# ACSI ID Card Etc, Payment Problems



## listerdiesel (Aug 3, 2012)

Just a bit of an update and a Thank You.

We tried to order an ACSI ID Card and the 2014 ACSI Card and Directory, but had repeated problems with our cards on the ACSI website. Not just one card, we tried three and the site said that the payment hadn't been made and to check our details.

You can only check your details so many times, and after phoning our bank to ask about possible problems, they said all the cards were fine, it was at the other end that was the problem.

On Monday I phoned ACSI directly, and Tuesday I called again having set up the details on the ACSI website and then sending them a screen-dump of the page.

A very nice and helpful lady called Beau took my card details verbally, and later that day confirmed that it had all gone through with no problem.
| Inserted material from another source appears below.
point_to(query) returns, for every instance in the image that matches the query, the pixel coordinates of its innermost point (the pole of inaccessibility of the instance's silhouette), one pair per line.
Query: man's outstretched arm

We tried multiple times with all three cards, we didn't just give up at the first fall, but the system just wouldn't work with our cards online, but did so when they entered the data at their end.

So thanks to Linda, Carole and Beau for their kindness and help, we got there ion the end!

Peter


----------



## Al42 (Aug 4, 2011)

Why not buy from Vicarious books, pre order for £15.50 inc postage.


----------



## listerdiesel (Aug 3, 2012)

They don't do the ID card, otherwise we probably would have, and it's also cheaper from ACSI with membership.

Peter


----------



## Al42 (Aug 4, 2011)

I did look at the ACSI site before ordering from Vicarious but in one part of the site it states available from the end of December which is no good to me as I am not in the UK then.

I have had another look and under delivery times it states that if ordered before the 7th Nov delivery will be before Christmas.

At present I have a CCI from the C&CC but will have another think next year & maybe take out a subscription, it has been the timing that has put me off in the past as I am only back in the UK for a week over Christmas.


----------



## tubbytuba (Mar 21, 2007)

My ACSI books have turned up today - from Vicarious.
Earlier than normal I believe, looking forward to holiday planning now


----------



## listerdiesel (Aug 3, 2012)

I got 'All The Aires France" by post today from Vicarious Books, the ID card is 21 days and the directory early January from ACSI.

Peter


----------



## tubbytuba (Mar 21, 2007)

I take it the ID card is different to the discount card that comes with the campsites books that I have received today? 

As we are mainly staying in Spain on our trip, have not bothered with the France Aires book, but have got the Spain/Portugal Aires book. 
Can manage France ok with reccomendations from MHF and ones we've used before.

Steve.

Edit. I've just read bit in book about ID card so ignore my first statement/question.


----------